SST Treebank of Spoken Slovenian

The Spoken Slovenian Treebank (SST) is the first syntactically parsed corpus of spoken Slovenian to date. It was designed as a representative sample of the Gos reference corpus of spoken Slovenian in order to be used in linguistic and computational research on Slovenian speech. It contains manually morphosyntactically annotated transcripts of spontaneous speech in various everyday situations, ranging from academic lectures to private conversations between friends, and is planned to be substantially extended within the SPOT project. The SST treebank adheres to the Universal Dependencies the cross-lingually harmonized annotation scheme, which facilitates its direct comparisons with numerous written and spoken corpora that adopt the same scheme across over 140 languages worldwide.

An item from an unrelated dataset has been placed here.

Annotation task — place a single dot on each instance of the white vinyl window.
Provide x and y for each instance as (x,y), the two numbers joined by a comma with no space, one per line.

SSJ Treebank of Written Slovenian

The SSJ treebank, named after the original project of the same name, is the largest manually parsed corpus of Slovenian language to date. It contains morphosyntactically annotated sentences sourced from fiction, non-fiction, journalistic and encyclopedic texts. In addition to being used in the development of language technology, such as software for automated grammatical annotation, the SSJ treebank is increasingly being used for monolingual and contrastive linguistic research as well. It adheres to the cross-linguistically harmonized Universal Dependencies and, as part of the SUK reference training corpus for Slovene, also contains linguistic annotation on several other levels. Within SPOT, the SSJ treebank serves as a reference corpus for automatic detection of speech-specific syntactic patterns in the identically annotated Spoken Slovenian Treebank (SST).